Mighty Mouse Models: Becoming Potent Weapons in the Fight Against SARS-CoV-2
The evolution of mouse models for COVID-19 research; moving into the fast lane
Lab mice—most often of the species Mus musculus—have long been the mainstay of biomedical research. They are easy to handle and to breed, and their genomes are easily manipulated for genetic studies.
But when it comes to SARS-CoV-2 infections, mice have not, until recently, been the optimal choice. This is because the chief target of the virus, a protein receptor called angiotensin-converting enzyme 2 or ACE2 is significantly different in mice vs. humans. In the mouse, 11 of 29 amino acids of a critical domain on the virus’ surface differ from the human version, meaning the spike protein of the virus has significantly lower binding affinity. The net effect of this is lower SARS-CoV-2 infection susceptibility, meaning that mice can shrug off the virus while humans are dying of COVID-19 in droves.
In 2020, with a global pandemic taking hold, scientists turned to other animals, notably the LVG Golden Syrian hamster, ferrets, and some large animals, to learn about the mechanisms of SARS-CoV-2, but they also didn’t abandon the mouse. Using different genetic modification strategies, they made the virus more adaptable to mouse ACE2, and eventually generated humanized mice that contain human ACE2. The upshot: In addition, several mouse models for the study of mild and severe SARS-CoV-2 infections have been described or are under development, while a unique humanized mouse on a triple-immunodeficient background has the potential to be a gamechanger.
Charles River’s hACE2-NCG mouse model , a humanized knock-in model was developed specifically for COVID-19 research. It relies on CRISPR/Cas9 technology to introduce the hACE-2 gene into the designated position on an NCG background, thus increasing infection susceptibility.

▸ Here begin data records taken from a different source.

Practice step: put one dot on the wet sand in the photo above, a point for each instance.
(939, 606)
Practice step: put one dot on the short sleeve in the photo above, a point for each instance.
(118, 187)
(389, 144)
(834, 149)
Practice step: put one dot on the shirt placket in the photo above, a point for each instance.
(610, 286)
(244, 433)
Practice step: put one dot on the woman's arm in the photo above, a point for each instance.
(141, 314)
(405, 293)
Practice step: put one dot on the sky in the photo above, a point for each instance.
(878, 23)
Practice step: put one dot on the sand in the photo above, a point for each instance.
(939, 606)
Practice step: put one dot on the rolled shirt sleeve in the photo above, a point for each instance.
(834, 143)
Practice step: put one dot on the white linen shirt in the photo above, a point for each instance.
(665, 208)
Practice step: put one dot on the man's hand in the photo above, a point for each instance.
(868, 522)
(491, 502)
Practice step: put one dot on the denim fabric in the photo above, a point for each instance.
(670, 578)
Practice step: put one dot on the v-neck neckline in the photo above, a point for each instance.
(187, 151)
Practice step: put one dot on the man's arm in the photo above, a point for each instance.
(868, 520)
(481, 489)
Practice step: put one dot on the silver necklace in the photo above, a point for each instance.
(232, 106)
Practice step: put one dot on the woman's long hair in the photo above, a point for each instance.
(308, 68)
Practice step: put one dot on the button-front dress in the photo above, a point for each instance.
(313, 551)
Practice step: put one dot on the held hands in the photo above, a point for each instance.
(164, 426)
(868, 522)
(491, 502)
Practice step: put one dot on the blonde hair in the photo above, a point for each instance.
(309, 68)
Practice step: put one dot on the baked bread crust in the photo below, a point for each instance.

Through the engraftment of human cells, part of the immune system can be reconstituted prior to SARS-CoV-2 infection. The advantage of studying SARS-CoV-2 infections through human reconstitution could allow for the development of models used to study the mechanisms of different immune cells during infection.

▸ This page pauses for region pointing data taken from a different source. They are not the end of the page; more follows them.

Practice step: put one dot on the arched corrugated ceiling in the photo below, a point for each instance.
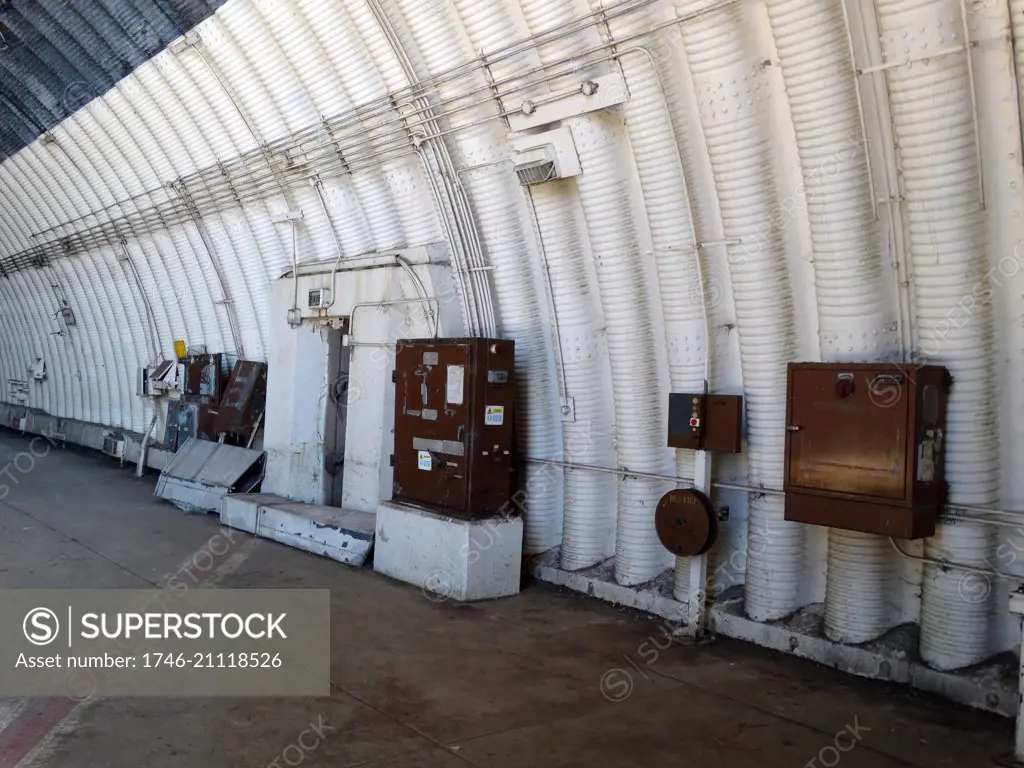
(57, 56)
(770, 180)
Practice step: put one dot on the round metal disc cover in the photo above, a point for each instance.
(686, 522)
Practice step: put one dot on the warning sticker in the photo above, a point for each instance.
(456, 385)
(424, 461)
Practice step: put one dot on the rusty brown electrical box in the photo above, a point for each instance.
(864, 446)
(706, 422)
(455, 403)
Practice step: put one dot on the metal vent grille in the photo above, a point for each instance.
(537, 172)
(114, 445)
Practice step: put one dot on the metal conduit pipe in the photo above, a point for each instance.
(589, 519)
(450, 197)
(676, 255)
(522, 312)
(941, 185)
(737, 147)
(855, 322)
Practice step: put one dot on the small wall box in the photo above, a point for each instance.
(865, 446)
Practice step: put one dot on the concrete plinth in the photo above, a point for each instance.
(449, 558)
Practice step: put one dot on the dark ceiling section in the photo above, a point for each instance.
(57, 55)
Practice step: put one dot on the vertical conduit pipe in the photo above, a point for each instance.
(855, 323)
(933, 119)
(730, 114)
(589, 519)
(498, 204)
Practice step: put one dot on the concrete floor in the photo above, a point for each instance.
(543, 679)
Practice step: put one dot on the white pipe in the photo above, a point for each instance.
(855, 323)
(737, 146)
(941, 180)
(498, 205)
(666, 200)
(589, 519)
(631, 336)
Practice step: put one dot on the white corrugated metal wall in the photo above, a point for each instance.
(826, 180)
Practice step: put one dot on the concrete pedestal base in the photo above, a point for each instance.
(448, 558)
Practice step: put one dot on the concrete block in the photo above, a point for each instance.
(449, 558)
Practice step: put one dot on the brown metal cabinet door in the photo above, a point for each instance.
(843, 439)
(430, 424)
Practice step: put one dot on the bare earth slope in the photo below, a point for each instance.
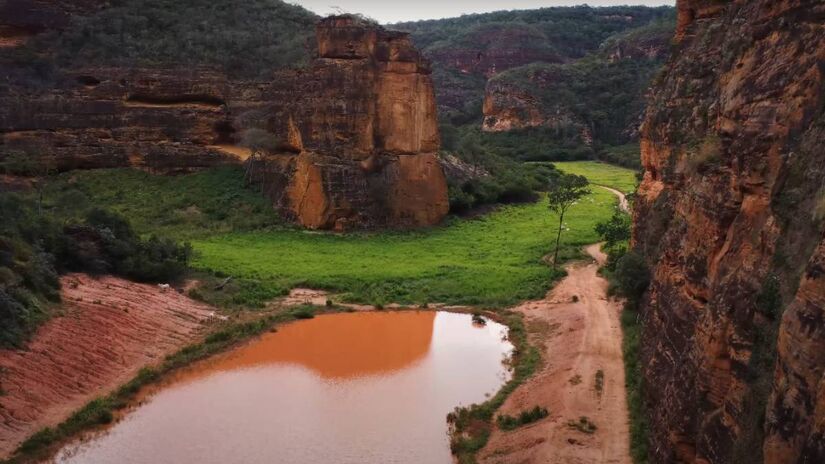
(109, 329)
(577, 339)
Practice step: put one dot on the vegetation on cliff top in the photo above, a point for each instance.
(571, 31)
(252, 41)
(594, 63)
(35, 248)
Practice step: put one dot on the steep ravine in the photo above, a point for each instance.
(730, 216)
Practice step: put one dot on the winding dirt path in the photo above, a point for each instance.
(578, 330)
(108, 330)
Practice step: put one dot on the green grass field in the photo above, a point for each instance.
(616, 177)
(494, 260)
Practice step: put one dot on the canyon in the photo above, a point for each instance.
(729, 216)
(354, 135)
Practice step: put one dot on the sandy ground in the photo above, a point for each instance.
(108, 330)
(578, 339)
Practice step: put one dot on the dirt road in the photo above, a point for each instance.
(108, 330)
(581, 382)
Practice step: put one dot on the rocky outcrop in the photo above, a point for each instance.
(509, 106)
(731, 218)
(357, 134)
(368, 134)
(164, 120)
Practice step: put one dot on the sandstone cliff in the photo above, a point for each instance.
(731, 215)
(365, 137)
(357, 129)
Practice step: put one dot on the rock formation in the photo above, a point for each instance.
(731, 218)
(357, 130)
(364, 139)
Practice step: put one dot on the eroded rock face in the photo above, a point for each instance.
(731, 217)
(368, 130)
(357, 130)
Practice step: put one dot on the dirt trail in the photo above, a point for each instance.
(578, 330)
(109, 329)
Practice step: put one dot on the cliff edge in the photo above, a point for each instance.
(730, 216)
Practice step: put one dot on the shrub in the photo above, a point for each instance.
(34, 248)
(583, 425)
(506, 422)
(633, 276)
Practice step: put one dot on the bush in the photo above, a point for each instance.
(34, 249)
(633, 276)
(506, 422)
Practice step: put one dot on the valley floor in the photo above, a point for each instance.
(107, 331)
(577, 328)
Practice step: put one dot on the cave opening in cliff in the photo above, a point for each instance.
(197, 100)
(225, 133)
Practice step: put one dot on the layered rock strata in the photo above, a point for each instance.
(357, 133)
(731, 218)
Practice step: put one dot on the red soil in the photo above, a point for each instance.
(108, 330)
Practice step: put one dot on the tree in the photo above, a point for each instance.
(564, 193)
(615, 230)
(258, 141)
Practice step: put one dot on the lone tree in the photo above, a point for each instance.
(564, 193)
(259, 142)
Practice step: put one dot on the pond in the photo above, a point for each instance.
(365, 387)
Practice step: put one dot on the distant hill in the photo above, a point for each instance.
(560, 83)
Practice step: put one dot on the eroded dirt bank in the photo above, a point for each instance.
(578, 330)
(109, 328)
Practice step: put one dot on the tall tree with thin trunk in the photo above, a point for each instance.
(564, 192)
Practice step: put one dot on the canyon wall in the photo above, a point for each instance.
(731, 218)
(356, 131)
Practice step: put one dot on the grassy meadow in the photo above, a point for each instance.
(493, 260)
(621, 179)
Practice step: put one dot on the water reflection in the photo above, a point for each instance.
(344, 388)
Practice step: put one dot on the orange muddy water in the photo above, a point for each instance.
(366, 387)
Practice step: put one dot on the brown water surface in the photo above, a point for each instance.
(372, 387)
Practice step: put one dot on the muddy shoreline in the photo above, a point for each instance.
(165, 365)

Of importance, the novel, engineered hACE2-modified mouse model is the first and thus far only commercially available humanized ACE2 mouse model on a triple-immunodeficient background capable of being immuno-humanized for COVID-19 research.
Overall, mouse models have more than proven their value in the evaluation of vaccines and antiviral agents, disease pathogenesis as well as puzzling conditions like ARDS and long-COVID-19, a puzzling syndrome that afflicts some recovering patients. Below is a retrospective of some of the key studies that have led the way, including some exciting new developments on the humanization front.
Can SARS-CoV-2 Adapt to Mouse ACE2?
One of the early efforts by scientists to make mice better models for disease was to modify the spike protein of SARS-CoV-2 so that it binds more effectively to the mouse ACE2. One way they did this was by sequential passaging of SARS-CoV-2—a technique dating back to Louis Pasteur’s time that researchers use to force diseases to be transmitted between species. A team of scientists from Beijing found that the rapid adaption of SARS-CoV-2 in BALB/c mice enabled them to infect both aged and young wildtype BALB/c mice efficiently, resulting in moderate pneumonia and inflammatory responses. The findings were published in May 2020 in the journal Science. Meanwhile, a team of scientists from the University of North Carolina at Chapel Hill adapted the SARS-CoV-2 strain to infect mouse cells by using reverse genetics to modify the receptor binding domain—the key part of the virus’ spike protein that allows it to dock to the mouse’s body receptors, and gain entry to infect mouse cells via the mouse ACE2 protein. While the mice were sensitized for infection, they developed only mild disease, the team’s findings in Nature showed. The study was published in August 2020.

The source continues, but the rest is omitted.